Year W   L   G  GS SV  IP   H    R HR BB  SO  _ERA __*lgERA ERA+
2001 3   3  36   5 10 59.0  53  24  7
_10  57  3.36  4.41  131
2002 3   2  75   0 55 80.3  59  30  4  24  85  3.25  4.11  127
2003 0   2  62   0 45 64.3  48   9  2   8  73  1.12  4.16  371

SOURCE: Baseball-Reference.Com

It's fascinating that an individual can make this transition and be just as good. The mental aptitude set you need to be consistently-good starter is very different from those required to be a successful high-pressure relief pitcher. The chess-game aspect of the game is different, the mental and emotional cues you need to use as a starter or reliver are nearly opposites. Yes, the physical game is similar (not identical), and many of the strategic overlays and fundamentals are the same, but they really are quite different.


Don't undermestimate the emotional shift required, too. As with many American people outside baseball, one's job becomes one's key identity for interacting with the the world (as in the near-universal-stranger-at-a-party opener, So what do you do?). Giving up that identity (and if you do it really well and people recognize you do it really well, that bit of orgone, too) is a monster challenge, tougher than getting Strom Thurmond in any of his last 24 years in the Senate to recognize what the topic being discussed was.

I think the trick of knowing when to change positions or retire is this: (A) Have some perspective on your life that extends beyond the tunnel-vision world of work, and (B) Have a vision that's concrete and not based on numbers outside your control, and (C) Make sure those measures don't involve what other people think of you or what you should accomplish, but match your own view of yourself.

That's exactly the Cosmic Wisdom Smoltz has.

This from an interview by the Atlanta Journal-Constitution's Terence Moore:

Given Smoltz's psyche, which is dominated by a spiritual desire to be the best that he can be as a way to inspire others, he has more important things to worry about in baseball. Such as doing whatever it takes to help the Braves win a second world championship after flopping for much of their 12-year playoff run.

This is the stuff of great competitors.
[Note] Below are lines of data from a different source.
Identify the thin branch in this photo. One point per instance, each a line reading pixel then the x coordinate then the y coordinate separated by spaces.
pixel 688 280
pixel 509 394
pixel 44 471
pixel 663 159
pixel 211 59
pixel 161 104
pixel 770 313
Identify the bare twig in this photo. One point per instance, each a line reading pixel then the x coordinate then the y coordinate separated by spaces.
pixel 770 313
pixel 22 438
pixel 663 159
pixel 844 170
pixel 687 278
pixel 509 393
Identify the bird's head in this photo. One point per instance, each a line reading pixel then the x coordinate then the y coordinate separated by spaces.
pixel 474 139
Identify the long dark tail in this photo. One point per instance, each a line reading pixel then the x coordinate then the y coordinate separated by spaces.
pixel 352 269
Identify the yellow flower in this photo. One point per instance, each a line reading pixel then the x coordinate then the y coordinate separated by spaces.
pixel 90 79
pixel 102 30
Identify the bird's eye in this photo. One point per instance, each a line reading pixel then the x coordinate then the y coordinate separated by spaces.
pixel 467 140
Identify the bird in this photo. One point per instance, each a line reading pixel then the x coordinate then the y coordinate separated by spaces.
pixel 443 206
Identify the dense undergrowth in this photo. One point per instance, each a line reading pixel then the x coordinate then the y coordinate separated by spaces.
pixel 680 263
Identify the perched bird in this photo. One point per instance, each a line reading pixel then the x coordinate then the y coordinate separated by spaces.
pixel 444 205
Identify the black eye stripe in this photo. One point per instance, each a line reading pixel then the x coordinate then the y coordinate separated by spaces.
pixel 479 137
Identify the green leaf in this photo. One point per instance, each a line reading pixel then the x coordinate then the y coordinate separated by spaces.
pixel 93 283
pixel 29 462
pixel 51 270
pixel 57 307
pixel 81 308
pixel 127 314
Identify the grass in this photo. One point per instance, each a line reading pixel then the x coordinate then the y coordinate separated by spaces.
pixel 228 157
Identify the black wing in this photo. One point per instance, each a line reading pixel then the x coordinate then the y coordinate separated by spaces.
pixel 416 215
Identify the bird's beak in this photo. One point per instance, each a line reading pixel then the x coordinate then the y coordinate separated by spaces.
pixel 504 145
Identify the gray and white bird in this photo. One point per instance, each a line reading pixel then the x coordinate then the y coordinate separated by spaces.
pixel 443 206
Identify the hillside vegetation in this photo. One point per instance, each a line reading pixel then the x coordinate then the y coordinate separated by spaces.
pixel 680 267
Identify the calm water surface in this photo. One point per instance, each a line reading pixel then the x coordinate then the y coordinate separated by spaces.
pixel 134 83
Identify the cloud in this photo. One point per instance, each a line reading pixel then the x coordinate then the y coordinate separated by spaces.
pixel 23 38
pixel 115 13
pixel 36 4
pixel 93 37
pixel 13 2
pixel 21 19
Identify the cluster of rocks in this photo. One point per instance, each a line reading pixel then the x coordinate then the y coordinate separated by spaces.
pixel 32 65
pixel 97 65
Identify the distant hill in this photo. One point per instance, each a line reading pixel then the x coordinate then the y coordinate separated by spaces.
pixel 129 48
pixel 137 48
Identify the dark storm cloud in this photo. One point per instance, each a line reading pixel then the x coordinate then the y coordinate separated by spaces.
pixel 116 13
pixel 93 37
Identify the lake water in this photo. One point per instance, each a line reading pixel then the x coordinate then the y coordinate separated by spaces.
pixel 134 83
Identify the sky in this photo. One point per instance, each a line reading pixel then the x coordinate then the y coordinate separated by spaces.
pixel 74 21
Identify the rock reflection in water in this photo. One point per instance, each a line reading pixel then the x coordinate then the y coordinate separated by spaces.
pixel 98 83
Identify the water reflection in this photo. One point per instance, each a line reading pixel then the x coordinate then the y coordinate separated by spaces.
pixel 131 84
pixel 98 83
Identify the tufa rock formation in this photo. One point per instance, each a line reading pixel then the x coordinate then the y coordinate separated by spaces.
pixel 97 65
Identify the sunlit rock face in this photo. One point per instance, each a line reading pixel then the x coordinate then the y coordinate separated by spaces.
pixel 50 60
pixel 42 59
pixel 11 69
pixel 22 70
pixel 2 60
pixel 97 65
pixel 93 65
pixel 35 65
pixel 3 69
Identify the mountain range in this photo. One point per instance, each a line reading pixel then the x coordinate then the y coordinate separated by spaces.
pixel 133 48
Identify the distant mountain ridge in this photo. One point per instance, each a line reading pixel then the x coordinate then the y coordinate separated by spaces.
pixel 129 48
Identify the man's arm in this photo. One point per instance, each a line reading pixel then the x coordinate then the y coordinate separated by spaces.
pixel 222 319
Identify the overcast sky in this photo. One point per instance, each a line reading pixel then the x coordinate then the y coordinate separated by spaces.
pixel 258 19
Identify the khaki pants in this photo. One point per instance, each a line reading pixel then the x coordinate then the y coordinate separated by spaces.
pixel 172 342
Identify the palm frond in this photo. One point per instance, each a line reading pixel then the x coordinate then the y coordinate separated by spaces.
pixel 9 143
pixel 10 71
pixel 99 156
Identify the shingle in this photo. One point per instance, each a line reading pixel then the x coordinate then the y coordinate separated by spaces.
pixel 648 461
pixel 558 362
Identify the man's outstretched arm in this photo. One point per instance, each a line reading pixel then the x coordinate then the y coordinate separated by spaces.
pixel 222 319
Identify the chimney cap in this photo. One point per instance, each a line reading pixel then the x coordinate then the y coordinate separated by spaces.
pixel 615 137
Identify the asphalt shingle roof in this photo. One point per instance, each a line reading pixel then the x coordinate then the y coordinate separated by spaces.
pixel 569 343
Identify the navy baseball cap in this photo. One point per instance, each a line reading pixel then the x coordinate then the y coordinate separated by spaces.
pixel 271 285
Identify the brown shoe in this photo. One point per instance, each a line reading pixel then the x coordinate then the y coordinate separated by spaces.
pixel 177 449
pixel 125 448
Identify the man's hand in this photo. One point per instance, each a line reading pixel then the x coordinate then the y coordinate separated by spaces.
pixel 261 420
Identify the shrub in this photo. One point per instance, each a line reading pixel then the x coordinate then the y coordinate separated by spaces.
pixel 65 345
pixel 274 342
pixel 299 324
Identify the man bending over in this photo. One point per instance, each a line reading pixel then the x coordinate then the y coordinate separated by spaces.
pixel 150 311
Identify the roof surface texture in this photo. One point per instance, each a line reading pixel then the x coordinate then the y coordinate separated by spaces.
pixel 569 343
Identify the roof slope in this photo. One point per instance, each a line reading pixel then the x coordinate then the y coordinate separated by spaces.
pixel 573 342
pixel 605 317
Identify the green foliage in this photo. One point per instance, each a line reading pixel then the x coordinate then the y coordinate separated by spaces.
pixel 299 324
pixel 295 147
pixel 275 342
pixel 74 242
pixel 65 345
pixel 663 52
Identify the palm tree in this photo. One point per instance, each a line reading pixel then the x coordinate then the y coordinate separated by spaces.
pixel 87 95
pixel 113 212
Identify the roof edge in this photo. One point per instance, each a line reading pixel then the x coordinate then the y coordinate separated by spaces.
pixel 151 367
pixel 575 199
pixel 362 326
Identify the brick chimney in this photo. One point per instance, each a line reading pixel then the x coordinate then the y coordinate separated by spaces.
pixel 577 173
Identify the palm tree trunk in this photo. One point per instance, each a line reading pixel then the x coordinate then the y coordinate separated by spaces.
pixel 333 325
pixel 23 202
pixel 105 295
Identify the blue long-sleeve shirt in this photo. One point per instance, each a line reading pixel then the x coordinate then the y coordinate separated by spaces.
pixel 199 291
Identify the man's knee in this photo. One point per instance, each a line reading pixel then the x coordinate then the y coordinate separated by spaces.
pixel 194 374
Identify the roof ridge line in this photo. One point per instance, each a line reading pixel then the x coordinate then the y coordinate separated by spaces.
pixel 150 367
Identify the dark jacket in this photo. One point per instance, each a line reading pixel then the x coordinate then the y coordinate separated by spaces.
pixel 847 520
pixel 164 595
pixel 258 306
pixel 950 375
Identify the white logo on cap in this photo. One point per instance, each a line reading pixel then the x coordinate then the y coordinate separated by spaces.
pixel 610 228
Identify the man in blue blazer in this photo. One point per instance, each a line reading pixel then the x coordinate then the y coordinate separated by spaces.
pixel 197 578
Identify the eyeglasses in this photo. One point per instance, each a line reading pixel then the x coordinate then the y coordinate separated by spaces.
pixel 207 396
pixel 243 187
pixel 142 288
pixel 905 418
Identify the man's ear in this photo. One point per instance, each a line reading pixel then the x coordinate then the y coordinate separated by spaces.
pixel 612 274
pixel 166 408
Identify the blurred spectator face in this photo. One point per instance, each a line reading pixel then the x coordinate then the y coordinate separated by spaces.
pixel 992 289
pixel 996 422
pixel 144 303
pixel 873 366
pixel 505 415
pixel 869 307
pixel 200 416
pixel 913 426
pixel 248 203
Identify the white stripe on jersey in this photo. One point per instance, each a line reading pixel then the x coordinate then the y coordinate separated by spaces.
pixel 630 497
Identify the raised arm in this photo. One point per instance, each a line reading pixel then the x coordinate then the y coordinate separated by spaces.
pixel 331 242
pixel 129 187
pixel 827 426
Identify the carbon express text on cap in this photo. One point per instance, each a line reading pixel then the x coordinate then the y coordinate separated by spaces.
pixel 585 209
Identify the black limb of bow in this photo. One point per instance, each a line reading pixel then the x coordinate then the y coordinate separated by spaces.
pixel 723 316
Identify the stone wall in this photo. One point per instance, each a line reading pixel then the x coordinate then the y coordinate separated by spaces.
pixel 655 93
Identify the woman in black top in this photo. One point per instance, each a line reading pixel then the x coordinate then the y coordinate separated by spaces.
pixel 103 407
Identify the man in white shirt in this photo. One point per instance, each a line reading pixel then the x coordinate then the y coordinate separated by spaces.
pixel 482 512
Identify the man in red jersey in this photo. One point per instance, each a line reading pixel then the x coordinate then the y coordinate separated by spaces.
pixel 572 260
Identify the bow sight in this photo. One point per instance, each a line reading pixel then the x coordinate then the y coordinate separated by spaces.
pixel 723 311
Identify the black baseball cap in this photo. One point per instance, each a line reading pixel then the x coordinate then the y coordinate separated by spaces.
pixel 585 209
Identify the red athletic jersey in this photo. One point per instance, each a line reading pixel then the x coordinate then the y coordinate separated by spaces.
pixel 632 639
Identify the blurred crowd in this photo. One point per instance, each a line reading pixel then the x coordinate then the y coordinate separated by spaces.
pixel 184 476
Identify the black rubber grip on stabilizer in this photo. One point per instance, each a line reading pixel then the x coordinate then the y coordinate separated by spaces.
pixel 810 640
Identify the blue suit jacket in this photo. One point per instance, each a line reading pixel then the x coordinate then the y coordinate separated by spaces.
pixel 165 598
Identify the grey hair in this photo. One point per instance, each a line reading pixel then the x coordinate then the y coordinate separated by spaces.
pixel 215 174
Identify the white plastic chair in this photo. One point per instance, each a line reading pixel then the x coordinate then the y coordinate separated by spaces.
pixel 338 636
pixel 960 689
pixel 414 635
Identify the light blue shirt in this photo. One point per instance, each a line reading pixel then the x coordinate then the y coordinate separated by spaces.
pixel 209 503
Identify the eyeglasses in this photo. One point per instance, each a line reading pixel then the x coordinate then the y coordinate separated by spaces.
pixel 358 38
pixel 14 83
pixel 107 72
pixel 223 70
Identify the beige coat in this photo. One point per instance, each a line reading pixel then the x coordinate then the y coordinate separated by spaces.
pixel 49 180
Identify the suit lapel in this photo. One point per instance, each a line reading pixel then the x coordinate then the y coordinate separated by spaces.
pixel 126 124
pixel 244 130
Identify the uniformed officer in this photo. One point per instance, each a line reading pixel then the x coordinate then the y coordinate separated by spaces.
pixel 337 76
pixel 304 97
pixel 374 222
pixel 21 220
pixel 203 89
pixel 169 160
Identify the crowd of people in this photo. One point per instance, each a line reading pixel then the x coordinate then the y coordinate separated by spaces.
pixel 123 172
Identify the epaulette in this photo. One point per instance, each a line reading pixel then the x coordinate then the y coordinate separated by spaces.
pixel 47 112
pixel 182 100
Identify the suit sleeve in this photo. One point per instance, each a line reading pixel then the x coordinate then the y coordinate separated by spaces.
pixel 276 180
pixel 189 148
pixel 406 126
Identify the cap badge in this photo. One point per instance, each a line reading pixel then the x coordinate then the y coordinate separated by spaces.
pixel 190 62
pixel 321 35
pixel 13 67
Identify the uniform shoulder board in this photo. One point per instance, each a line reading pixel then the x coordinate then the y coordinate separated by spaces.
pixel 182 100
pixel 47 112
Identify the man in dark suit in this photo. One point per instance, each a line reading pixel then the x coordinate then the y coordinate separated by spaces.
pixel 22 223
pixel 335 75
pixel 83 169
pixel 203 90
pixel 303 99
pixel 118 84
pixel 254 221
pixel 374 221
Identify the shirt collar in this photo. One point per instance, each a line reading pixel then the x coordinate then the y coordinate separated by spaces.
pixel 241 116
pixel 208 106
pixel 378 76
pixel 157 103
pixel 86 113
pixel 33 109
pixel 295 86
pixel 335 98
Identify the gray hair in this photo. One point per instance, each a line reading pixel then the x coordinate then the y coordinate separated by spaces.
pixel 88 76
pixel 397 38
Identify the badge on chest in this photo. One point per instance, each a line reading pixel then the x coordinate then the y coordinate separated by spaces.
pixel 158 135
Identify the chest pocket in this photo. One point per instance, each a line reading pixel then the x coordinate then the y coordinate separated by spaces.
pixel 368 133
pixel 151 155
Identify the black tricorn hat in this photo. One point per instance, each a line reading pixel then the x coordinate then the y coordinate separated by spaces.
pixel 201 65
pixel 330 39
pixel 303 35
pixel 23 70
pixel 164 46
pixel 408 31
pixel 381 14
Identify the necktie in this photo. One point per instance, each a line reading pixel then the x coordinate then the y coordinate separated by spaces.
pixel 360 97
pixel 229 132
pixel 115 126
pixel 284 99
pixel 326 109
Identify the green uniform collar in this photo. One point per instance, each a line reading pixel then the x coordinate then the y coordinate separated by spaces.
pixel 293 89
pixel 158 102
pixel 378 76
Great competitors prosper no matter what, and despite Smoltz spending most of his career battling injuries and hitters, he still manages to prosper. Great competitors also can tell you how they often dreamed as a youth of starring in the seventh game of the World Series along the way to sprinting into Cooperstown.

"My dreams strictly involved the seventh game of the World Series, and I never even thought about the Hall of Fame," said Smoltz, 37, recalling his days as a prolific athlete in his native Lansing, Mich. "In my back yard, all I did was pitch hundreds of games of the seventh game of the World Series. I made sure that I lost one of them, just to make sure that I would get some kind of reality." [snip]

A couple of questions, though: How long can Smoltz continue to ignore his aches and pains? He says he's healthy now after his elbow problems near the end of last season, but what about next season, and those after that? "I will retire before I even think about playing an extra year or two that might get me over the [Hall of Fame] hump," Smoltz said. "I will not hang on. I will not pitch beyond my year of competitiveness or even competence, just to get into the Hall of Fame. That's just the truth."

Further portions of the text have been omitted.